Actually, it's nothing more than a large conference room in a former Radisson (I think) Hotel, now repurposed as a slightly seedy, past-its-prime Holiday Inn. Which is, of course, a perfect setting for the paper dealers within.
The Brunos claim this is "The Only Show of it's kind in New England, featuring everything and anything On or Of Paper!" That claim conveniently fails to consider the Papermania shows held twice a year in Hartford, CT, or the Ephemera Society's annual show, which they themselves promote. But, to give them their due, there is nothing quite like the Paper Town experience.
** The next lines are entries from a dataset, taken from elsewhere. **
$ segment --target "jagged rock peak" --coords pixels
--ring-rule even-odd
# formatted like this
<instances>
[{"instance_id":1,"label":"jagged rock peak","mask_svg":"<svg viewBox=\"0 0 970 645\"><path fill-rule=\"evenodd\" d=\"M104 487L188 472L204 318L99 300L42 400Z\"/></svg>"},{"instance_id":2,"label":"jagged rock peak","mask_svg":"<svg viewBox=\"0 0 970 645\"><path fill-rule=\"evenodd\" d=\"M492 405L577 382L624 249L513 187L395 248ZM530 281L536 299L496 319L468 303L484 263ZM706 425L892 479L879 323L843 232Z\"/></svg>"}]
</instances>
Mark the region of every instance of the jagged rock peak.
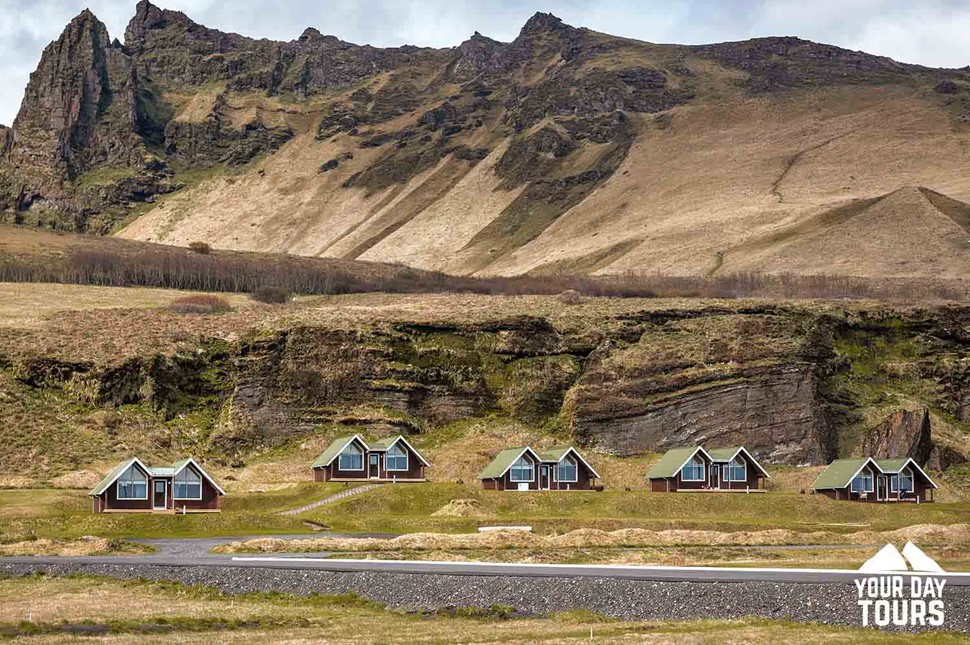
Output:
<instances>
[{"instance_id":1,"label":"jagged rock peak","mask_svg":"<svg viewBox=\"0 0 970 645\"><path fill-rule=\"evenodd\" d=\"M164 29L173 22L194 24L188 16L180 11L160 9L148 0L141 0L135 6L135 15L125 29L125 43L131 44L143 40L145 35L155 29Z\"/></svg>"},{"instance_id":2,"label":"jagged rock peak","mask_svg":"<svg viewBox=\"0 0 970 645\"><path fill-rule=\"evenodd\" d=\"M529 18L528 22L522 27L522 31L519 32L519 36L527 36L531 34L540 34L547 31L562 31L568 29L569 25L564 23L557 16L551 13L542 13L538 11Z\"/></svg>"},{"instance_id":3,"label":"jagged rock peak","mask_svg":"<svg viewBox=\"0 0 970 645\"><path fill-rule=\"evenodd\" d=\"M301 43L305 43L310 40L322 40L322 39L323 39L323 34L320 33L319 29L316 29L314 27L307 27L303 31L303 34L300 36Z\"/></svg>"}]
</instances>

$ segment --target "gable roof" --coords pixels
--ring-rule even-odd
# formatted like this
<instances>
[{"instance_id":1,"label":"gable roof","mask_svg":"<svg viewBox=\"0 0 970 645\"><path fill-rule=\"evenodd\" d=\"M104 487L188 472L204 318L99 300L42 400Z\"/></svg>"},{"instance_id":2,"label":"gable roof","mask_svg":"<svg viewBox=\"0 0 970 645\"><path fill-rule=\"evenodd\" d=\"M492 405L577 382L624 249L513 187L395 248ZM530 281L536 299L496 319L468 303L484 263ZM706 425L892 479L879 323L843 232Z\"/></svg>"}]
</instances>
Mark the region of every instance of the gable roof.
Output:
<instances>
[{"instance_id":1,"label":"gable roof","mask_svg":"<svg viewBox=\"0 0 970 645\"><path fill-rule=\"evenodd\" d=\"M673 450L668 450L664 453L660 461L653 465L650 472L647 473L647 479L666 479L667 477L676 477L680 469L687 465L687 462L694 458L698 452L703 454L708 460L711 459L711 455L701 448L700 446L694 446L691 448L674 448Z\"/></svg>"},{"instance_id":2,"label":"gable roof","mask_svg":"<svg viewBox=\"0 0 970 645\"><path fill-rule=\"evenodd\" d=\"M876 470L883 474L898 474L906 466L912 466L922 475L930 486L939 488L936 482L920 468L919 464L912 457L906 459L880 459L876 461L872 457L864 459L836 459L829 467L822 471L815 483L812 484L814 490L827 490L830 488L845 488L852 483L855 476L867 464L875 466Z\"/></svg>"},{"instance_id":3,"label":"gable roof","mask_svg":"<svg viewBox=\"0 0 970 645\"><path fill-rule=\"evenodd\" d=\"M132 464L138 464L138 467L141 468L142 472L144 472L146 475L153 474L152 469L143 464L138 457L131 457L108 471L108 474L104 476L104 479L99 481L97 486L91 489L91 492L88 493L88 497L97 497L98 495L104 493L104 491L108 490L108 487L115 483L118 478L121 477L121 475L132 466Z\"/></svg>"},{"instance_id":4,"label":"gable roof","mask_svg":"<svg viewBox=\"0 0 970 645\"><path fill-rule=\"evenodd\" d=\"M316 458L316 461L314 461L313 465L310 467L323 468L324 466L329 466L333 462L333 460L337 458L337 455L342 453L344 451L344 448L349 446L354 439L359 441L361 445L364 446L365 450L370 450L370 448L368 448L367 446L367 443L363 440L363 438L361 438L359 434L350 435L348 437L337 437L330 443L329 446L327 446L327 449L324 450L323 453L321 453L320 456Z\"/></svg>"},{"instance_id":5,"label":"gable roof","mask_svg":"<svg viewBox=\"0 0 970 645\"><path fill-rule=\"evenodd\" d=\"M531 454L536 461L540 463L542 462L542 457L540 457L538 453L536 453L536 451L530 448L529 446L521 446L518 448L506 448L505 450L495 455L495 459L493 459L491 463L485 466L485 469L478 474L478 478L479 479L498 479L499 477L502 477L503 475L505 475L508 469L512 467L512 464L518 461L519 457L521 457L527 452Z\"/></svg>"},{"instance_id":6,"label":"gable roof","mask_svg":"<svg viewBox=\"0 0 970 645\"><path fill-rule=\"evenodd\" d=\"M586 459L581 454L579 454L579 451L573 448L572 446L550 448L549 450L543 451L539 455L539 459L546 462L553 461L558 464L560 461L565 459L566 455L568 455L569 453L573 453L574 455L576 455L576 459L579 459L581 462L583 462L583 464L586 465L586 467L589 469L589 472L593 473L593 477L597 479L602 479L599 473L596 472L596 469L593 468L590 465L590 463L586 461Z\"/></svg>"},{"instance_id":7,"label":"gable roof","mask_svg":"<svg viewBox=\"0 0 970 645\"><path fill-rule=\"evenodd\" d=\"M907 457L906 459L879 459L876 461L876 465L879 467L879 470L884 473L899 473L899 471L906 468L906 466L911 466L919 471L919 474L930 483L930 486L933 488L939 488L939 486L936 485L936 482L933 481L925 470L919 467L919 464L917 464L916 460L912 457Z\"/></svg>"},{"instance_id":8,"label":"gable roof","mask_svg":"<svg viewBox=\"0 0 970 645\"><path fill-rule=\"evenodd\" d=\"M209 473L205 472L205 470L202 468L202 466L199 465L199 462L197 462L192 457L189 457L188 459L183 459L181 461L176 461L174 464L172 464L172 467L171 467L172 477L176 477L180 472L182 472L183 470L185 470L185 468L189 464L192 464L192 466L196 470L199 471L199 474L200 475L202 475L203 477L205 477L206 479L208 479L209 480L209 483L212 484L212 486L219 492L220 495L225 495L226 494L226 491L222 490L222 486L220 486L219 484L217 484L216 483L216 480L212 479L212 477L209 475Z\"/></svg>"},{"instance_id":9,"label":"gable roof","mask_svg":"<svg viewBox=\"0 0 970 645\"><path fill-rule=\"evenodd\" d=\"M425 466L428 466L429 468L431 467L431 464L429 464L428 461L424 458L424 456L420 452L418 452L418 449L412 446L411 443L404 438L404 435L401 435L401 434L397 435L396 437L385 437L384 439L378 439L377 441L372 441L370 443L370 450L373 450L375 452L387 452L388 450L391 449L391 447L394 444L396 444L399 441L403 443L405 446L407 446L408 450L410 450L418 459L420 459L422 464L424 464Z\"/></svg>"},{"instance_id":10,"label":"gable roof","mask_svg":"<svg viewBox=\"0 0 970 645\"><path fill-rule=\"evenodd\" d=\"M882 472L879 464L872 457L865 459L836 459L828 468L823 470L812 484L814 490L828 490L831 488L845 488L852 483L855 476L859 474L865 466L875 466L876 470Z\"/></svg>"},{"instance_id":11,"label":"gable roof","mask_svg":"<svg viewBox=\"0 0 970 645\"><path fill-rule=\"evenodd\" d=\"M108 490L108 487L111 486L111 484L118 481L118 478L121 477L121 475L123 475L125 471L127 471L133 464L137 464L142 472L149 477L175 477L182 472L186 466L192 464L195 469L199 471L200 475L209 480L209 483L215 487L220 495L226 494L226 491L222 490L222 487L216 483L216 480L214 480L209 473L205 472L205 469L199 465L199 462L192 457L182 459L181 461L176 461L170 466L146 466L145 463L138 457L131 457L130 459L126 459L112 468L111 471L105 475L104 479L98 482L97 486L91 489L91 492L88 493L88 497L97 497L98 495L103 494L104 491Z\"/></svg>"},{"instance_id":12,"label":"gable roof","mask_svg":"<svg viewBox=\"0 0 970 645\"><path fill-rule=\"evenodd\" d=\"M758 463L758 460L754 458L754 455L748 452L748 449L745 448L744 446L734 446L731 448L714 448L713 450L707 451L707 454L711 456L711 460L717 461L717 462L721 462L721 461L730 462L741 453L744 453L744 455L748 458L748 461L754 464L755 468L760 470L762 475L764 475L768 479L771 479L771 475L768 474L768 471L765 470L764 467Z\"/></svg>"}]
</instances>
The close aisles and the low lit overhead give this venue a feeling of concentration lacking in Hartford, and this makes the vast range of material on display – from junky paper to rare manuscripts and documents – much more evident.
Not that I am denigrating any of it. That range is necessary for a healthy show, for it is from those heaps of "junky paper" that the "rare manuscripts" are sometimes plucked. Indeed, what could be more fun, on an Indian Summer morning, than sorting through mounds of paper in search of rare finds?
Walking in the woods, that's what.
I shouldn't be complaining, though; I found a few neat things in Paper Town (see below). And it's always fun jawing with my colleagues. Shopping these shows is an exercise in intense scouting combined with social interaction of the "How's the wife and kids?" variety. It is, for me, a pleasant mix.
So hats off to the Brunos. Despite some recent misadventures (see my Bookman's Log entry of June 16 for an account of the Philly fiasco) and their continued inability to spell Flamingo Eventz correctly, they have managed to survive in a business that has become increasingly difficult. They've kept Paper Town from going the way of the New Hampshire Book Fair (another event that used to take place about this time of year – cancelled for lack of interest) by offering $50 tables, and by getting the word out. The fellow in line ahead of me told John Bruno that he clipped his ticket for the show from their ad in the Lowell Sun.
Paper Town may never be more than a sleepy little village, but it's just about perfect for this time of year.
Anon. Francis and Mary. The dangers of the deep; or, Interesting narratives of shipwrecks & disasters at sea.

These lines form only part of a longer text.